Actualmente, es poco probable que exista alguna persona que no haya estado en algún momento de su vida bajo alguna situación de estrés. La verdad es que muchos se estresan, pero pocos conocen qué pasa exactamente en sus cuerpos cuando esta emoción los invade y por qué resulta difícil escapar de ella

El estrés: una emoción que es difícil evadir

El estrés es una reacción fisiológica que ocurre en el organismo cuando se afronta una situación que se percibe como demandante o amenazante. Esta respuesta se caracteriza por presentar modificaciones neuroendocrinas estrechamente mezcladas que involucran al hipotálamo (centro de emoción del cerebro) y las glándulas hipófisis y suprarrenales (centro de reactividad).

Cuando una persona está sometida al estrés, se inicia una fase de alarma dirigida por la adrenalina que es segregada por la de la médula suprarrenal. Ella es responsable de acelerar el corazón y la respiración para garantizar el flujo sanguíneo y la oxigenación necesarios. Si la situación estresante pasa rápido, la frecuencia cardíaca y respiratoria se normaliza. Si por el contrario, el estímulo estresante‎ continúa, se entra en una fase de resistencia, en la que el organismo debe actuar para resolver el conflicto que lo ha desestabilizado y para ello, la corteza suprarrenal libera Cortisol, DHEA y aldosterona, hormonas que ayudan a garantizar los niveles de azúcar sanguínea (glicemia) para darle combustible al cerebro y a los músculos cardíacos y esqueléticos y el cerebro.

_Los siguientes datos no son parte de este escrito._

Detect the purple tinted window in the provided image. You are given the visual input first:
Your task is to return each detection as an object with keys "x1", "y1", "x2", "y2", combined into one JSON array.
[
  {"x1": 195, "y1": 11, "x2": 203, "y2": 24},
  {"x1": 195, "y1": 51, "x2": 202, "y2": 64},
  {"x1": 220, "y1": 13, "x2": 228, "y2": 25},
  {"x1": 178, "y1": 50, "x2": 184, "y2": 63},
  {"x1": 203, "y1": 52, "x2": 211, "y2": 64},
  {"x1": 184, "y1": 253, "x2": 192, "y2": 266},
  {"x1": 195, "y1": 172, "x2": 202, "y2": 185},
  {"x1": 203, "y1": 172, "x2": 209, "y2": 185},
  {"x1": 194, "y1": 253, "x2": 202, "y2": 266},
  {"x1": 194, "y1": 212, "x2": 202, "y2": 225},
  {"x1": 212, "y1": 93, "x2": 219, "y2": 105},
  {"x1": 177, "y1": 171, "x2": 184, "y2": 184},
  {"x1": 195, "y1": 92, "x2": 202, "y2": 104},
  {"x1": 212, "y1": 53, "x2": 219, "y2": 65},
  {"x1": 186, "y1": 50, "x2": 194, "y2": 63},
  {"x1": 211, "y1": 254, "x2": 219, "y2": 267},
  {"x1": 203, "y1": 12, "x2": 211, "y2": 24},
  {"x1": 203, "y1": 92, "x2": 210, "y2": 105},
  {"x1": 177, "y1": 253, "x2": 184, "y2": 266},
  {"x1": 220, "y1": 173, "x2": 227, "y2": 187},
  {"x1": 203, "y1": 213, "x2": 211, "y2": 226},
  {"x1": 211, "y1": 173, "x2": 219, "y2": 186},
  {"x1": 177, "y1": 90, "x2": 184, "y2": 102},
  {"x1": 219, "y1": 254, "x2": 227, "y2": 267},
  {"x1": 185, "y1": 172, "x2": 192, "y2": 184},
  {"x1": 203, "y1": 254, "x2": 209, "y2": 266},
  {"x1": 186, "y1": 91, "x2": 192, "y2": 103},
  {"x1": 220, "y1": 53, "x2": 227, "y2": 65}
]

Si inevitablemente sigue el problema, se agota la secreción de hormonas de la corteza suprarrenal y con ella todas las reservas antiestrés del cuerpo, por lo que el organismo cae en un estado de agotamiento o “burnout”. Esto trae como consecuencia una mala resistencia al estrés de cualquier intensidad. Finalmente, se puede entrar en la fase de pánico, en la que se paralizan todos los mecanismos de supervivencia.

estrés2

Cuando el estrés se presenta en forma excesiva o crónica, puede generar alteraciones en el cuerpo: alergias, dolores musculares, depresión, obesidad y enfermedades cardíacas, etc. La aparición de estos cambios puede generar ansiedad en las personas, estresándolas aún más, creando un círculo vicioso. Por ello, saber manejar esta emoción resulta de gran importancia. Una forma efectiva de hacerlo es siguiendo claves importantes: llevar una alimentación sana, realizar actividades físicas regulares, convivir en un ambiente armónico, tener el sueño reparador y recrearse periódicamente. Esta última actividad es una de las más importantes en cuanto a longevidad y manejo de estrés se refiere.

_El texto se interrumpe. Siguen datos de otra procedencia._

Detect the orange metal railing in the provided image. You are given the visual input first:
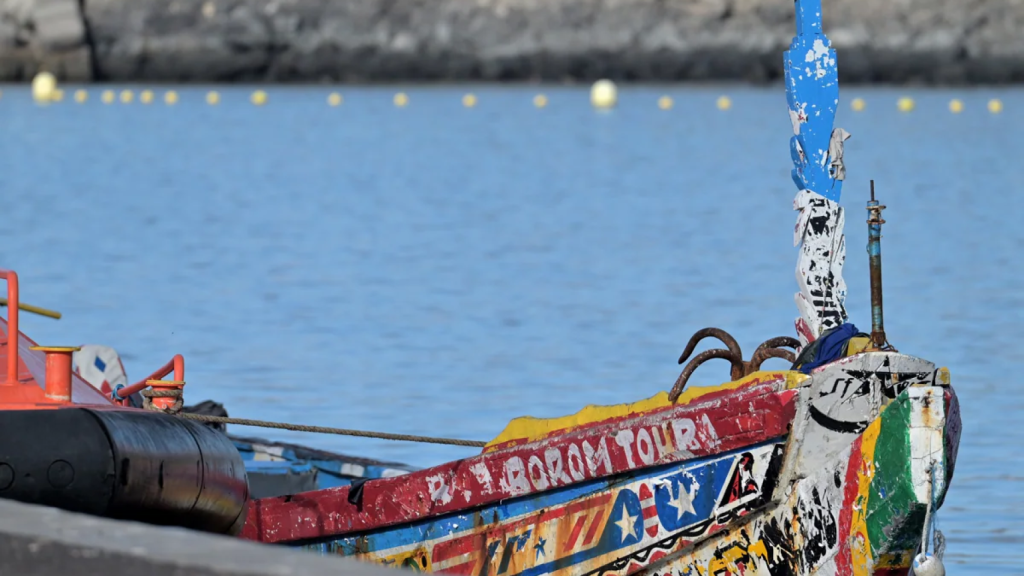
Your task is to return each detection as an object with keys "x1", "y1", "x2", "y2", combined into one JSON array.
[
  {"x1": 0, "y1": 270, "x2": 19, "y2": 385},
  {"x1": 114, "y1": 354, "x2": 185, "y2": 404}
]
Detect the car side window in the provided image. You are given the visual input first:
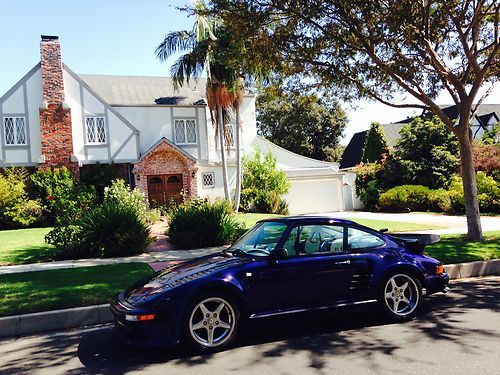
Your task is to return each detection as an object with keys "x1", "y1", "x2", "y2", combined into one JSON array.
[
  {"x1": 283, "y1": 224, "x2": 344, "y2": 256},
  {"x1": 347, "y1": 228, "x2": 385, "y2": 249}
]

La recreación sana, además de recuperar la vitalidad física, es necesaria para armonizar los pensamientos y sentimientos, que generalmente están sobrecargados de responsabilidades, compromisos, preocupaciones, etc. que agotan la capacidad de adaptación.

Para lograr un esparcimiento mental y emocional, se necesita estar dispuesto a delegar toda responsabilidad laboral y asumir la oportunidad de recrearse como actividad indispensable para mantener la vitalidad y productividad.

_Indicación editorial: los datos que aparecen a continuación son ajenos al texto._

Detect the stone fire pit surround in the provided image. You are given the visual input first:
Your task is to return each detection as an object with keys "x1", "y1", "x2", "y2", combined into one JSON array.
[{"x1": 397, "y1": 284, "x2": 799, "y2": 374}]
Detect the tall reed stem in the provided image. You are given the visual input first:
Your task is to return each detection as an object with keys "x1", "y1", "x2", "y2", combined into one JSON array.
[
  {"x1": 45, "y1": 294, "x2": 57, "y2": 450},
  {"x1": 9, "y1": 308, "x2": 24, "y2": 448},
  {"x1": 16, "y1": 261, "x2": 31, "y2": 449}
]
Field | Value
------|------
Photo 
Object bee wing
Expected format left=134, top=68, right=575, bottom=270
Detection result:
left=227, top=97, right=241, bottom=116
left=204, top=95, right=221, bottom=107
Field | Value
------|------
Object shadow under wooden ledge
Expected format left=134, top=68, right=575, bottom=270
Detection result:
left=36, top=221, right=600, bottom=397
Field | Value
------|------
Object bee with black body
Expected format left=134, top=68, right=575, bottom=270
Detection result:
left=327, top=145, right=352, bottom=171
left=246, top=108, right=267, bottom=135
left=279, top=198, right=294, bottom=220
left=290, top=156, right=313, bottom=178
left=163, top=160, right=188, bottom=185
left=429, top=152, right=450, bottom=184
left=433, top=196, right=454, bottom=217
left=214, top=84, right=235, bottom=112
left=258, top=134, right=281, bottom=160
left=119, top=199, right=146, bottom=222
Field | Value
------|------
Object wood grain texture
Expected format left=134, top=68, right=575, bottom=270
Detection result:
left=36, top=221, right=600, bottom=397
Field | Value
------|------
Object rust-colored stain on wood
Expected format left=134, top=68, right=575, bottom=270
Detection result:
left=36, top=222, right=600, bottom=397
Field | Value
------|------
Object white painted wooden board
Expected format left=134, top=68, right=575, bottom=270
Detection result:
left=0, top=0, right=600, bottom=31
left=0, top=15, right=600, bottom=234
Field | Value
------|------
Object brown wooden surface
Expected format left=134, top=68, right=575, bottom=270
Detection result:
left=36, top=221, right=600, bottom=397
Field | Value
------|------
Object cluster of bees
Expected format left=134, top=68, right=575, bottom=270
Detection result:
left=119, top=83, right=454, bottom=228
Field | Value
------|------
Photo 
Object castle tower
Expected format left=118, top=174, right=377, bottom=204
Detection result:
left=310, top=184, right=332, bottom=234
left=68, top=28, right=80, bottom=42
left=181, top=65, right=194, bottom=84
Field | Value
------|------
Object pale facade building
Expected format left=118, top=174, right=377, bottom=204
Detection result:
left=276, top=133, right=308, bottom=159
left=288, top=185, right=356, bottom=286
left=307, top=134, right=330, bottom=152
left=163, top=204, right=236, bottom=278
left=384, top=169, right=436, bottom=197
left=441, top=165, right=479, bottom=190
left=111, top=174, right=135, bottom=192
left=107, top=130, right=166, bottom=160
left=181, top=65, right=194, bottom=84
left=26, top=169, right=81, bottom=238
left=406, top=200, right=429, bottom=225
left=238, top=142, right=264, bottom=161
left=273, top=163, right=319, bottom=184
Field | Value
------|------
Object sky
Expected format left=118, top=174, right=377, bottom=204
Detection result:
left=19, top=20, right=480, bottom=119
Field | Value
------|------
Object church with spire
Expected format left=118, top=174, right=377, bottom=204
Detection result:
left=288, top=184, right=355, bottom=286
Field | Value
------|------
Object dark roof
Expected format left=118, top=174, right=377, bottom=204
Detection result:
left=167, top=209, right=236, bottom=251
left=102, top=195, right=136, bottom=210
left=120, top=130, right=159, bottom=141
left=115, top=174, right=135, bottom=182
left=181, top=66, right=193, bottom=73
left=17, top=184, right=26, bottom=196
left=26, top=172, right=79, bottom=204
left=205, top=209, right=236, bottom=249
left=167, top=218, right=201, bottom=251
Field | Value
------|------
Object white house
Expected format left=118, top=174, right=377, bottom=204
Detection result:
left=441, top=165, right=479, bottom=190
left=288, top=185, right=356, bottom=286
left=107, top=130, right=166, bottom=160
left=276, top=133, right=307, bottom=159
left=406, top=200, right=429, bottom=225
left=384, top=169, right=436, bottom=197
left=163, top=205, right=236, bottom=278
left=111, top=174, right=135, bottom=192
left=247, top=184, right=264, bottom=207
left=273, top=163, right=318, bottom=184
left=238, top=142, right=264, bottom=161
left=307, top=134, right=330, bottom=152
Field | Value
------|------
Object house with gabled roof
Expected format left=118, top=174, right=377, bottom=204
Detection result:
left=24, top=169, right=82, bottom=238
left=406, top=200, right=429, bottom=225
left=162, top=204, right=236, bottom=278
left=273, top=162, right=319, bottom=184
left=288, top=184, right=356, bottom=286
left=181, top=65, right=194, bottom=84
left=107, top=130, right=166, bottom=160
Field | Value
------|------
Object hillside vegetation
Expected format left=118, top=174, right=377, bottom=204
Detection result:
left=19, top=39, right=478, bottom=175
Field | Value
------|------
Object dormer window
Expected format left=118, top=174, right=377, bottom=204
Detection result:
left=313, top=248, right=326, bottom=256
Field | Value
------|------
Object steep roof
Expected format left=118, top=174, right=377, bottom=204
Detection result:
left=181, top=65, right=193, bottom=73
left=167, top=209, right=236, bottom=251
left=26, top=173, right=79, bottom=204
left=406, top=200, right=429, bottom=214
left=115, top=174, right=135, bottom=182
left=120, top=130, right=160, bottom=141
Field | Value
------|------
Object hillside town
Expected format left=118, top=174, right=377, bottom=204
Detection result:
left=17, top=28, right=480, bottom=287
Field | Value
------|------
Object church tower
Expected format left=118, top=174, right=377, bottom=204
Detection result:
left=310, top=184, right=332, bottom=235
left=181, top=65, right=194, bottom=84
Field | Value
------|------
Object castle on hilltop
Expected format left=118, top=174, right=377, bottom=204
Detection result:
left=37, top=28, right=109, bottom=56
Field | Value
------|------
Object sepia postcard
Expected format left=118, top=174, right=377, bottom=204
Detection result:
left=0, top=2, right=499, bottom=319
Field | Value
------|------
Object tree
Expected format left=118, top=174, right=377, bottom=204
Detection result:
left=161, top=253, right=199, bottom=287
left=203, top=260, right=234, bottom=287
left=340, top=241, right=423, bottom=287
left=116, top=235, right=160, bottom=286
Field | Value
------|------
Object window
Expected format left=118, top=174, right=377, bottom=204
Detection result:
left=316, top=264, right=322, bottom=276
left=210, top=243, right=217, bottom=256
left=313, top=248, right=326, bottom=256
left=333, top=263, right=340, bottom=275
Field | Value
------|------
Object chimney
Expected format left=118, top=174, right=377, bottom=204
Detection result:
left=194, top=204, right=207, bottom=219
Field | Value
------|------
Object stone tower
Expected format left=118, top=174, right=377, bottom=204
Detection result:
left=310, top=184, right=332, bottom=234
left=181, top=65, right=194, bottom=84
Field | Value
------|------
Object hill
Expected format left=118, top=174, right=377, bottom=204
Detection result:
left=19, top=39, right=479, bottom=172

La recreación sana necesita una cantidad de condiciones para lograr recuperar las energías invertidas durante la vida cotidiana. Algunos de los requisitos tienen que ver con el ámbito personal, familiar, ambiental y económico.

Se recomienda ir a sitios recreacionales en los que la alimentación sea saludable, de acuerdo con el ambiente (montaña, playa, río, bosque, llano, etc.) y haya presencia de elementos naturales, de forma tal que se equilibren las desarmonías que se traen de la ciudad (selvas de cemento). A su vez, es importante que existan puntos de contacto con los elementos de la naturaleza, en los que se puedan hacer ejercicios aeróbicos, masajes, terapias de relajación, baños con lodo, entre otros.

ansiedad

Estos descansos regulan los mecanismos de desintoxicación y revitalización. Aprovechar el tiempo para meditar, contemplar, leer libros (ni noticias ni Internet), jugar (ajedrez, cartas, ludo, etc.) permite dispersar los pensamientos y compartir con la pareja o amigos tiempos.

¡Así que vive joven y saludable, alejándote del estrés!